Tempranillo’s association with high quality wines is much deserved, as this thick-skinned grape is capable of making deep-coloured, long-lasting, world-class wines, that are not unusually for Spain, relatively high in alcohol.


A Tempranillo-based wine will tend to have a spicy, herby, sometimes tobacco-like character, accompanied by ripe strawberry and red cherry fruits.

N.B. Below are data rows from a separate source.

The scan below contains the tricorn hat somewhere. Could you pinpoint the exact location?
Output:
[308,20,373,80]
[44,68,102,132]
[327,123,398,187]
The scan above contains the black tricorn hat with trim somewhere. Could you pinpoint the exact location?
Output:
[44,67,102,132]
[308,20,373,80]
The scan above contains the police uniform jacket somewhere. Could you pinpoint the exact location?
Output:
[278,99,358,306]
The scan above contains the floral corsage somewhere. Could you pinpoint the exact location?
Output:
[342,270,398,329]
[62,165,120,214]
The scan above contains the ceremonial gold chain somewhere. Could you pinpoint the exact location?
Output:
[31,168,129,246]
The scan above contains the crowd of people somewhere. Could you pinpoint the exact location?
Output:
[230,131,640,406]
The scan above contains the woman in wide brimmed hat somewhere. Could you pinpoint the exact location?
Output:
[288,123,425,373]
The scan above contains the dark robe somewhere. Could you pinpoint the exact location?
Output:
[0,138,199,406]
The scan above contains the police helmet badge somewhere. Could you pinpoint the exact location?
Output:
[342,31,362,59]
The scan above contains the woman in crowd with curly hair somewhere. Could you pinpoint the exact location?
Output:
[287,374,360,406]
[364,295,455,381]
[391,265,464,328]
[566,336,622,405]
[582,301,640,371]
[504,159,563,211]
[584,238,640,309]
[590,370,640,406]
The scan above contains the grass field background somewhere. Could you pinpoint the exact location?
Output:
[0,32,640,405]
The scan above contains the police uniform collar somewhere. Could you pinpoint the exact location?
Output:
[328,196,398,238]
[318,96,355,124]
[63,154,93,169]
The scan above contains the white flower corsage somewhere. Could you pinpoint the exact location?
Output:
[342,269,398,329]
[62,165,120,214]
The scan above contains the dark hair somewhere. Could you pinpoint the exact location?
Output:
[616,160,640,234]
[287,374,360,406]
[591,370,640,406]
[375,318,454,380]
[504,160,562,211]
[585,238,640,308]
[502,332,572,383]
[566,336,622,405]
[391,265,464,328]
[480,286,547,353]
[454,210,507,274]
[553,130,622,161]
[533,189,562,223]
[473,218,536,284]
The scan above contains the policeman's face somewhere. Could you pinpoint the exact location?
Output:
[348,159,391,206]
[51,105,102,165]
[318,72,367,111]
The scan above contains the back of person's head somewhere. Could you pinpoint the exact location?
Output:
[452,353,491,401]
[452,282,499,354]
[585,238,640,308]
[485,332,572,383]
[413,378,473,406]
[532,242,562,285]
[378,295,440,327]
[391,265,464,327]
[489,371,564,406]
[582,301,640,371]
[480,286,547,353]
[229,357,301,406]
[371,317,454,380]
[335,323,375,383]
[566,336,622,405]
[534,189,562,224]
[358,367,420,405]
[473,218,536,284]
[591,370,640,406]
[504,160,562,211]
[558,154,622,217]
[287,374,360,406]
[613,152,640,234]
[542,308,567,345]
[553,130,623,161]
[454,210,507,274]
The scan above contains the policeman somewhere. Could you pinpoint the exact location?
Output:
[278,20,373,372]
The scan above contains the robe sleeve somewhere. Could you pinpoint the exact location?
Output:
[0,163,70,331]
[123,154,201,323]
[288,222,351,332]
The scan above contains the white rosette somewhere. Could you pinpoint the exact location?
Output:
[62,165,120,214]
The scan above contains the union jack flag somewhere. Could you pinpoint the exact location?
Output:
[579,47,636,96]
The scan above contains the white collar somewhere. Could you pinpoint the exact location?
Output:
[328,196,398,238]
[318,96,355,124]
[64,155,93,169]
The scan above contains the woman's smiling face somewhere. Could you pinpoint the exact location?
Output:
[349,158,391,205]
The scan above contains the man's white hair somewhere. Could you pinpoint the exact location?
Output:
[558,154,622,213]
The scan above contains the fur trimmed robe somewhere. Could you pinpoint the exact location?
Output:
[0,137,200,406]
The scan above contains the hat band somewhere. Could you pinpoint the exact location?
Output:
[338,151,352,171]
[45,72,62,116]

The fresh, vibrantly fruit-driven jovenes (young ones) are meant for drinking young and are still gathering pace in many of the most important markets of the wine world.
For some traditionalists however, Tempranillo really comes into its own when oak- aged. In the case of the top Riojas for example, its flavours seem to harmonise perfectly with both French and American oak, producing rich, powerful and concentrated wines which can be extraordinarily long-lived.
In Ribera del Duero the Tempranillo grape generally sees less oak, with Vega Sicilia the obvious exception. Here it is blended with Cabernet Sauvignon and Merlot and then aged for an astonishing 7 years in oak to create what is unquestionably one of the world`s greatest wines.  

Food Recommendations

While the easy-drinking, fruit-driven jovenes are often enjoyed on their own, like their oak-aged brothers, they also make the perfect match for a wide range of gastronomical delights.   Red meat dishes are the obvious choice, but a Tempranillo wine will also make the ideal companion to tapas dishes, such as cured serrano ham or spicy Spanish chorizo sausage.